I know an awful lot of stitchers who would argue that satin stitching requires a GREAT DEAL of thought and attention. Glad to know it's "comfort stitching" for some.

Dianne

Reply to
Dianne Lewandowski

When my brain has completely shut down (which it frequently does, thanks to this d**n disease), I have found I can crochet granny square stitch from muscle memory. I buy and bag up yarn in baby afghan quantities, and when I run out of yarn, I know it's the right size.

When I have a couple bagsful, I take them over to the battered women's shelter.

Reply to
Karen C - California

I like to work on cross stitch on the metro leaving work. I find it gives enough concentration factor to make you forget the day.

R
Reply to
Rusty Hall

I turn to needlepoint when I need to relax. There seem to be fewer tangles and problems with needlepoint canvas than with Aida for me.

Jaenne

Reply to
Jaenne Bonner

That sounds like cruel & unusual punishment to me! :-) You get to do the fun part and then give those poor women the chore of attaching all those squares together?? I have a giant granny square that I use as a winter bed spread for our Calif. King sized bed because I got to the end of the very first square and decided that it was just too much of a pain to attach the squares at the end so I made one big one. :-))

I also crochet for stress relief. That, or one of the Dutch Treat tabletoppers.
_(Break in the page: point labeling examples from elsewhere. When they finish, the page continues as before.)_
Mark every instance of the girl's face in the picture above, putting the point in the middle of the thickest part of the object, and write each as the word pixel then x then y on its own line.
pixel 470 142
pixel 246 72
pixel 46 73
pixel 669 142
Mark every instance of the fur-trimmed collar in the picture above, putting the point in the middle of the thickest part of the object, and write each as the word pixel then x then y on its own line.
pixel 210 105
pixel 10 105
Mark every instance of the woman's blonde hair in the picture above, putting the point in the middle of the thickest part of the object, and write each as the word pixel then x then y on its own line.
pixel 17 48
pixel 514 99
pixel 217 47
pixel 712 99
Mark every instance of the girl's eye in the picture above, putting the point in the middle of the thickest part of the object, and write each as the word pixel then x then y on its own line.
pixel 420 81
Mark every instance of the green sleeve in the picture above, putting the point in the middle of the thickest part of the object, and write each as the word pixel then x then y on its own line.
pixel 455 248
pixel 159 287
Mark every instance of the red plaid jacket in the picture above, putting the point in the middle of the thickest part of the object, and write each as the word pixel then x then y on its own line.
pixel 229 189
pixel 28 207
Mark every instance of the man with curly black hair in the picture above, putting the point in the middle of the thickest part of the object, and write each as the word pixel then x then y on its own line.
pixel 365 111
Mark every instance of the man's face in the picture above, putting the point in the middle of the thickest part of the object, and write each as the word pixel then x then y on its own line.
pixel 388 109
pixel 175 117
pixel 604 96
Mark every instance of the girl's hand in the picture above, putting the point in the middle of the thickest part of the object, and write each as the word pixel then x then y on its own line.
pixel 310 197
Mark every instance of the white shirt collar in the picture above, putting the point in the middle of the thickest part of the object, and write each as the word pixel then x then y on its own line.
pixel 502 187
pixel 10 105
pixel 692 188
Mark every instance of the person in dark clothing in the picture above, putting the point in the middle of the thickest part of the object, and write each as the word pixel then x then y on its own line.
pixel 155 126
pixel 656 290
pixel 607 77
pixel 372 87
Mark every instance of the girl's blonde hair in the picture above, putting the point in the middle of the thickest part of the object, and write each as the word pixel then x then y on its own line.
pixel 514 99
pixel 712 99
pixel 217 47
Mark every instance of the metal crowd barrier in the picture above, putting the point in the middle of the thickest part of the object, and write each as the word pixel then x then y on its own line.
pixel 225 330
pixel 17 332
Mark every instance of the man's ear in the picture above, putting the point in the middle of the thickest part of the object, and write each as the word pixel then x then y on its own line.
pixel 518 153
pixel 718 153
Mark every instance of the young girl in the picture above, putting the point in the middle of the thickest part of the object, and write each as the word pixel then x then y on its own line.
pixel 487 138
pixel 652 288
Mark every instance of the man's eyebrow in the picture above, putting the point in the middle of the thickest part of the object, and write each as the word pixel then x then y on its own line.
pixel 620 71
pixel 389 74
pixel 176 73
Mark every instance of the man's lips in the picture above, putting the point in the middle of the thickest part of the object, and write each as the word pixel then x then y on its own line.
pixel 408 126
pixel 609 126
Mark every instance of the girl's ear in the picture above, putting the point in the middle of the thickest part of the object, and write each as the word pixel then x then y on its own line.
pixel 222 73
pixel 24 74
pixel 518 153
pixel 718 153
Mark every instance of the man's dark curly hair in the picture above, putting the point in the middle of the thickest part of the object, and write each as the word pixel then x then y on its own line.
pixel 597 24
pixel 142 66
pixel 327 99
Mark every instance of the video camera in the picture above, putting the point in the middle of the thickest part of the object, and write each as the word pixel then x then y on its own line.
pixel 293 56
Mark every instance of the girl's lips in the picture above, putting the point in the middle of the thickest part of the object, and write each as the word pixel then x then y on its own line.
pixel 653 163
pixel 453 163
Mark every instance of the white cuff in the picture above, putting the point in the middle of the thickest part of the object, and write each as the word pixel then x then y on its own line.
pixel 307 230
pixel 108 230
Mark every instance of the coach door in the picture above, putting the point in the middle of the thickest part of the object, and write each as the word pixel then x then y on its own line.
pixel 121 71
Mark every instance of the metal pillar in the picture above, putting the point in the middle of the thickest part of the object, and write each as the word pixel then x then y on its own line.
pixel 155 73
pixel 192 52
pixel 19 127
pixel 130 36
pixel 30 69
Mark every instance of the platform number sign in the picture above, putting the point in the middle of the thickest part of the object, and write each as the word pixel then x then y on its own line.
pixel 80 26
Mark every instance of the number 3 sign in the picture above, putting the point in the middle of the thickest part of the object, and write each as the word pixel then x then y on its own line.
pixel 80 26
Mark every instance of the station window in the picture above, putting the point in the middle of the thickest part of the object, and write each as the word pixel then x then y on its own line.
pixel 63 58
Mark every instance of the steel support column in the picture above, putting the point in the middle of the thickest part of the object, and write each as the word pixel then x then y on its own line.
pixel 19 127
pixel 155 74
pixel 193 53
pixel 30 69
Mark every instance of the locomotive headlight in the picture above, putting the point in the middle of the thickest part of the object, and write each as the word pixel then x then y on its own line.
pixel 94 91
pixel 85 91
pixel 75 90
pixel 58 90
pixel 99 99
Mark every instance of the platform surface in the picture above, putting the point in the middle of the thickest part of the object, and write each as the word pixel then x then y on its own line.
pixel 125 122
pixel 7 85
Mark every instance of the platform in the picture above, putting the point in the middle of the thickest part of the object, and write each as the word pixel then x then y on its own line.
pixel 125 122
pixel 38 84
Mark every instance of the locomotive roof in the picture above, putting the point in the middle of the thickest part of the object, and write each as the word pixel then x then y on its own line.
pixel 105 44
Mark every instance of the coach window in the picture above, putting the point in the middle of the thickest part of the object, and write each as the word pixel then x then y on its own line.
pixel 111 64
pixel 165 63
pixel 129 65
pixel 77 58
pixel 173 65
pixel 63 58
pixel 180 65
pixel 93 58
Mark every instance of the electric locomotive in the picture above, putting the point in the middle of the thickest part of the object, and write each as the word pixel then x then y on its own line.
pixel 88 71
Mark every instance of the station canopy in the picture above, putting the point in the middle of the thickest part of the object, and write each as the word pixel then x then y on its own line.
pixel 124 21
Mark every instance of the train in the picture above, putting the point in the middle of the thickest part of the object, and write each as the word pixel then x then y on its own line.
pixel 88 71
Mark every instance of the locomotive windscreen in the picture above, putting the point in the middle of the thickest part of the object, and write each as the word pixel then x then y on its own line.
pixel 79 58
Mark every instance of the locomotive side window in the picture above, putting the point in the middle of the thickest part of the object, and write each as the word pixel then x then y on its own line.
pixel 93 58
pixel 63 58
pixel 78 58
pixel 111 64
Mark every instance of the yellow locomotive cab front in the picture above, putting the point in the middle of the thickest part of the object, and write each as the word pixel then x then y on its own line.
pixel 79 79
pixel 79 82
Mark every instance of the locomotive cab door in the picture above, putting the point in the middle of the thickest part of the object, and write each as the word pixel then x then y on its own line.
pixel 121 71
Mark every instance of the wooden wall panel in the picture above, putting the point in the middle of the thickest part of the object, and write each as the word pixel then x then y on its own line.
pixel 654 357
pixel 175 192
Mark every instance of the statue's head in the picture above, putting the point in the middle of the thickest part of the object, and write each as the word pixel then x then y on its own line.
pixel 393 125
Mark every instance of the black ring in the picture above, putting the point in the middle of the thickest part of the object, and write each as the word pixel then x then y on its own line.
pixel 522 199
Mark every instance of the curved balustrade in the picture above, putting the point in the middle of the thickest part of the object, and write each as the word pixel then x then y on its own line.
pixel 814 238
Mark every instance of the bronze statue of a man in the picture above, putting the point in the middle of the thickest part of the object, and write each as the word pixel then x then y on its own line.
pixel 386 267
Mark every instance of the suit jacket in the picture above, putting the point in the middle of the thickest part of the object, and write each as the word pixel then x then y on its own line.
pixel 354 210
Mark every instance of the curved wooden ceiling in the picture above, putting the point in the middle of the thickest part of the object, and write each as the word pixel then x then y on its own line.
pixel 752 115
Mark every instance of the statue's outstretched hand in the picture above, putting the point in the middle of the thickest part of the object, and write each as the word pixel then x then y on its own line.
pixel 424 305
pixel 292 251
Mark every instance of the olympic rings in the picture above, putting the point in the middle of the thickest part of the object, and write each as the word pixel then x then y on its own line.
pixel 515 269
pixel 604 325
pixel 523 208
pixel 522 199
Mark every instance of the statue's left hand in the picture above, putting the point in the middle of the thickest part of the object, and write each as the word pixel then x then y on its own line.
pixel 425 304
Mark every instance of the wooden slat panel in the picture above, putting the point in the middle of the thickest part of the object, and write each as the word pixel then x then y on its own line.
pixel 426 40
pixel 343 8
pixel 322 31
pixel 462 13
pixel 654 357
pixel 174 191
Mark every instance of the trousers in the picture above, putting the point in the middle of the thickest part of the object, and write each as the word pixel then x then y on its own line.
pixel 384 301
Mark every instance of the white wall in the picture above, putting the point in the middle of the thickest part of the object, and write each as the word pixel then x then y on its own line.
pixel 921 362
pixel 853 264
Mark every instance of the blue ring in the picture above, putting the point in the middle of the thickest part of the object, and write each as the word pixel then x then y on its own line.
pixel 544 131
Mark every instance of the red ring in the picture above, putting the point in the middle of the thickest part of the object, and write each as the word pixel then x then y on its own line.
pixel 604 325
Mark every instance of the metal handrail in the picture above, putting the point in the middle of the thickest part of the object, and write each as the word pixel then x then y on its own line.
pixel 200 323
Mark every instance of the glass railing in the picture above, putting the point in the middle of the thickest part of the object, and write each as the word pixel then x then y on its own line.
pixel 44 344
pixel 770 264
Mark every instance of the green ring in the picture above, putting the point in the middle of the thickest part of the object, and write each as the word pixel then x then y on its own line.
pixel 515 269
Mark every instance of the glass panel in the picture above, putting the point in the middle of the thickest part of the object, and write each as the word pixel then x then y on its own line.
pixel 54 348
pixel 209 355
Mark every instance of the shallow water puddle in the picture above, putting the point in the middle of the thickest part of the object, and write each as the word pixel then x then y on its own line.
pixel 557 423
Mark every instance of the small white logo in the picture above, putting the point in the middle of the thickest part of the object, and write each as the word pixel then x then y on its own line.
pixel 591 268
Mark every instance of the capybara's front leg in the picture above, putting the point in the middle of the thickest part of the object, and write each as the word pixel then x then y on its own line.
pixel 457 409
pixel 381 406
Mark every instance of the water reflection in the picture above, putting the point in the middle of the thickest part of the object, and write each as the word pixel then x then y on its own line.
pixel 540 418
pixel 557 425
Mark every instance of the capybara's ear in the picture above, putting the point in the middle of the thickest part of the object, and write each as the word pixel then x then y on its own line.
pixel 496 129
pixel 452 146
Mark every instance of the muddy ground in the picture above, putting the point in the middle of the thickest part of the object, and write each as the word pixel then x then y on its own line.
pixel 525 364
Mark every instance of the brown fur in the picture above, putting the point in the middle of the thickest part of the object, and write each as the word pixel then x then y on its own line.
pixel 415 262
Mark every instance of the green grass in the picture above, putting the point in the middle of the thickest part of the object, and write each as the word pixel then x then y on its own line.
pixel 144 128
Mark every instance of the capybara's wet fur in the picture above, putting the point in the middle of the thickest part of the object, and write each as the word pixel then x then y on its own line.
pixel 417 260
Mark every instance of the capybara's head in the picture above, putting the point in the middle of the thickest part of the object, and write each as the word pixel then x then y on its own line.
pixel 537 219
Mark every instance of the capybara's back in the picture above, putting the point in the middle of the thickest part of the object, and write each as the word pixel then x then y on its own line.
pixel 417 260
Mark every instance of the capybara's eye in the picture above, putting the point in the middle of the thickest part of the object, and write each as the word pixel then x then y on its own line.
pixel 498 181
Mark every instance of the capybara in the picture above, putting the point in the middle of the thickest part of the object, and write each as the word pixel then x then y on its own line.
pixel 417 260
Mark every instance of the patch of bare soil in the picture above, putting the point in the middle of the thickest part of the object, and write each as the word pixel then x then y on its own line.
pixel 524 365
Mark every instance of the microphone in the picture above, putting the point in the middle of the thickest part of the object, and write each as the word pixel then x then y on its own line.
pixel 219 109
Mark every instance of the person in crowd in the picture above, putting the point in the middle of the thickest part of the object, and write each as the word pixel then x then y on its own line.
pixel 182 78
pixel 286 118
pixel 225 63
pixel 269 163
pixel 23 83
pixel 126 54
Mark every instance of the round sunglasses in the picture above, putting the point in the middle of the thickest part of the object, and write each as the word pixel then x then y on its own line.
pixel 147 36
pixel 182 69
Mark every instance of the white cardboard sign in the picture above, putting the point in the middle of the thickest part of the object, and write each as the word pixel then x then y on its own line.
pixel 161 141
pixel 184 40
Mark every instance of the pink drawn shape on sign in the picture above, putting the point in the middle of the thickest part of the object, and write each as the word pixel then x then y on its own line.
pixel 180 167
I find the "nun stitch" very soothing. :-) Liz from Humbug

Reply to
Liz

Almost any stitching is "comfort" stitching, but sometimes mending or darning is best when I am really stressed.

Cheryl

Reply to
Cheryl Isaak

Reply to
Mirjam Bruck-Cohen

That's the way I do it, too. I only make the small squares when I am using scraps.

Reply to
Karen C - California

Mine is either more barrettes (14 count perf plastic, overdyed threads, Rhodes stitch over 5 - no changing threads, no chart) or scarf knitting.

Alison

Reply to
Alison

amen , working on it commuting is heaven. i lose all my stress from the workday.

Reply to
faerydragon

comfort food : chocolates and tea comfort stitch: cross stitch

Reply to
faerydragon

DARNING? What`s that? ;-P I NEVER darn - since John complained, about 50 years ago, that a darn in his socks hurt his toes!!!

Pat P

Reply to
Pat P

Way to go. I stopped ironing all Davids shirts after I caught him re-ironing one.

Reply to
Lucretia Borgia

Thought you`d have known better, being a Service wife! Richard won`t let ANYONE iron his shirts and trousers. In fact he does all that sort of ironing (we don`t have much that needs ironing, but we try to work it so there`s a pile when he comes home!)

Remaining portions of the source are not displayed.